Bocoup recently hosted OpenVisConf and we wanted to think of a fun and useful way to present the proceedings. We created a visualization that uses the slide transitions in speaker videos to produce a visual overview of each video. You can see the result here.
You can click on the colored rectangles to expand them and see thumbnails of each frame shown and further click those to start the video playing at that point in the talk.
In this post I want to share a bit of the process for how we generate the data for the visualization, and hopefully show how easy it is to get started with video and image processing.
Our goal is to extract interesting frames that could give a visual overview of the video. In this case, we can define interesting as a slide change, though we don’t want to completely ignore transitions in animations either.
To achieve this goal we will use OpenCV to process the video. OpenCV is a computer vision library with official support for C++, Java and Python. For this project I used the Python bindings.
Each video goes through 4 main steps.
1. Frame Skipping & Preprocessing
We first extract one frame per second from the video to produce a new video that is dramatically smaller in size. This makes the subsequent steps execute much faster. We may also need to crop the video down to just the portion with the slide content.
2. Frame Differencing
We then take each frame and subtract it from it’s previous frame to calculate the number of pixels that have changed. We record this number in a data structure for use in the next step. In OpenCV this image differencing is as straightforward as
diff = cv2.subtract(currentFrame, lastFrame). In order to make this faster and more robust with respect to noise (e.g. analog noise in the video signal), we convert to grayscale, shrink, and then blur the frame before we calculate the difference. This can be achieved in a few short lines of python
gray = cv2.cvtColor(frame, cv2.COLOR_BGR2GRAY) gray = cv2.resize(gray, None, fx=0.25, fy=0.25, interpolation = cv2.INTER_AREA) gray = cv2.GaussianBlur(gray, (9,9) ,0.0)
This is a pretty simple approach for detecting changes and it works decently well for our use case.
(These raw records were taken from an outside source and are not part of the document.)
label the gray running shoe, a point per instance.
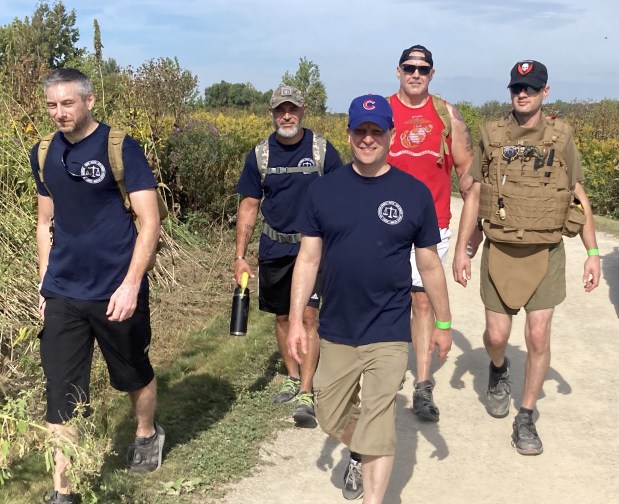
(423, 403)
(499, 392)
(290, 389)
(353, 481)
(145, 454)
(303, 414)
(58, 498)
(524, 436)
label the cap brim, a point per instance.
(527, 81)
(383, 124)
(278, 101)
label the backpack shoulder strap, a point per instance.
(115, 155)
(319, 149)
(443, 113)
(42, 154)
(262, 157)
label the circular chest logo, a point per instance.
(93, 171)
(390, 212)
(306, 162)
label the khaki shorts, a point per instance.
(550, 293)
(337, 392)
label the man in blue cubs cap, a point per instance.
(366, 214)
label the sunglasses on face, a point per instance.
(519, 88)
(423, 69)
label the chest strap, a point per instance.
(281, 237)
(279, 170)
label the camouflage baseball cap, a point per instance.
(286, 93)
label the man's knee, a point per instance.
(421, 303)
(310, 320)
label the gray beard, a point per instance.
(288, 133)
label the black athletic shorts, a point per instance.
(274, 283)
(67, 344)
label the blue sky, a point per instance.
(356, 44)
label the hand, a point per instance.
(591, 276)
(123, 302)
(461, 268)
(296, 336)
(42, 303)
(441, 339)
(474, 242)
(241, 266)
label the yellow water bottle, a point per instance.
(240, 308)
OpenCV has support for more advanced techniques where you first try to learn or estimate which pixels are background pixels and separate them from the foreground before looking for changes. This approach does not work well for all slide decks because the ‘background’ can change dramatically from one slide to the next.
3. Scene Detection/Keyframe Selection
To select keyframes that represent likely scene changes (aka slide transitions), we examine the data we collected about each frame in the previous step and calculate some basic summary statistics such as the mean and standard deviation of the number of pixels that change across all frames in the video. We then loop over all the frames again and select as our keyframes the ones where the number of pixels that have changed is more than ‘X’ standard deviations from the mean. We write out the selected frames as images at various scales to use on the web.
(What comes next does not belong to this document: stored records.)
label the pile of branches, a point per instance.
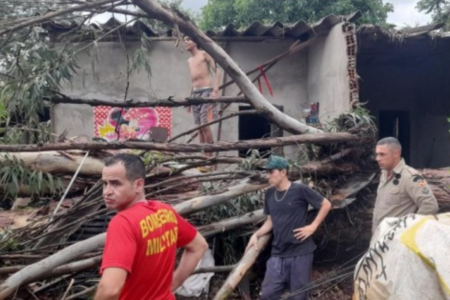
(58, 253)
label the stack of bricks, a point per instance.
(350, 37)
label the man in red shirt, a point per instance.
(142, 239)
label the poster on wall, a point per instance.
(120, 124)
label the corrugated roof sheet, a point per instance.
(256, 29)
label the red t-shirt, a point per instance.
(143, 240)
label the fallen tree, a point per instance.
(256, 99)
(171, 102)
(66, 162)
(317, 138)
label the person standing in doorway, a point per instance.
(286, 206)
(205, 78)
(402, 190)
(142, 239)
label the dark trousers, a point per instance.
(291, 273)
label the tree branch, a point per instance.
(154, 103)
(52, 15)
(257, 100)
(317, 138)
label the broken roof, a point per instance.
(297, 30)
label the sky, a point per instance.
(405, 14)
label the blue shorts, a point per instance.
(291, 273)
(204, 113)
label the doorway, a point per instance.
(396, 123)
(256, 127)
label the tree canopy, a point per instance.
(439, 10)
(218, 13)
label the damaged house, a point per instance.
(398, 75)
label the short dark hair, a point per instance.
(134, 166)
(391, 142)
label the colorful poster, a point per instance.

Using these statistics helps us further filter out changes that are due to noise in the original signal (which should be evenly distributed across all frames) as well as gives us a loose way to tune how many frames we want to get back. A higher value for ‘X’ will produce fewer frames with greater inter-frame changes while a lower one should produce more frames with more subtle changes. In this project I experimented with values from 1 to 2, and settled on 1.85 just via visual inspection of the result for this set of videos.
4. Dominant color extraction
At this point we have a set of thumbnails that we can use to give an overview of the video. But in designing the visualization I wanted a more compressed view than the image thumbnails. So let’s go back and extract more data from the video frames. For each selected keyframe we extract 5 dominant colors. This is done using K-Means clustering, a simple machine learning technique that was actually explained by one of our speakers, David Mimno, in his OpenVisConf talk. K-Means is built into OpenCV so it’s just a few lines of code.
# convert to np.float32 matrix that can be clustered Z = image.reshape((-1,3)) Z = np.float32(Z) # Set parameters for the clustering max_iter = 20 epsilon = 1.0 K = numCols criteria = (cv2.TERM_CRITERIA_EPS + cv2.TERM_CRITERIA_MAX_ITER, max_iter, epsilon) # cluster compactness, labels, centers = cv2.kmeans(Z, K, criteria, 10, cv2.KMEANS_RANDOM_CENTERS)
You can imagine it as plotting the color of each pixel in a 3-dimensional space (one dimension for each color component) and then finding clusters of points in that space. We use the centroid of those clusters (which will be a coordinate representing a color) as the dominant colors in the image.
In our visualization we used the 2 most saturated colors to generate our gradients as opposed to the two largest clusters (which will often be the background) to give it a bit more pop.
Visualization and more…
And that is basically it! We’ve generated a selection of frames from the video as well as color information about those images that we can then use to do other things; such as create a web page to present these videos.
The code for doing this video processing is available in this repository. I don’t write much python but it was really easy to get started and become productive, so I encourage you to look into it if you have a relevant project.
The front-end visualization code from the OpenVisConf site is also available here. It represents a slightly condensed version of what you can see on the OpenVisConf site and is an example of how the data produced from this process can be presented.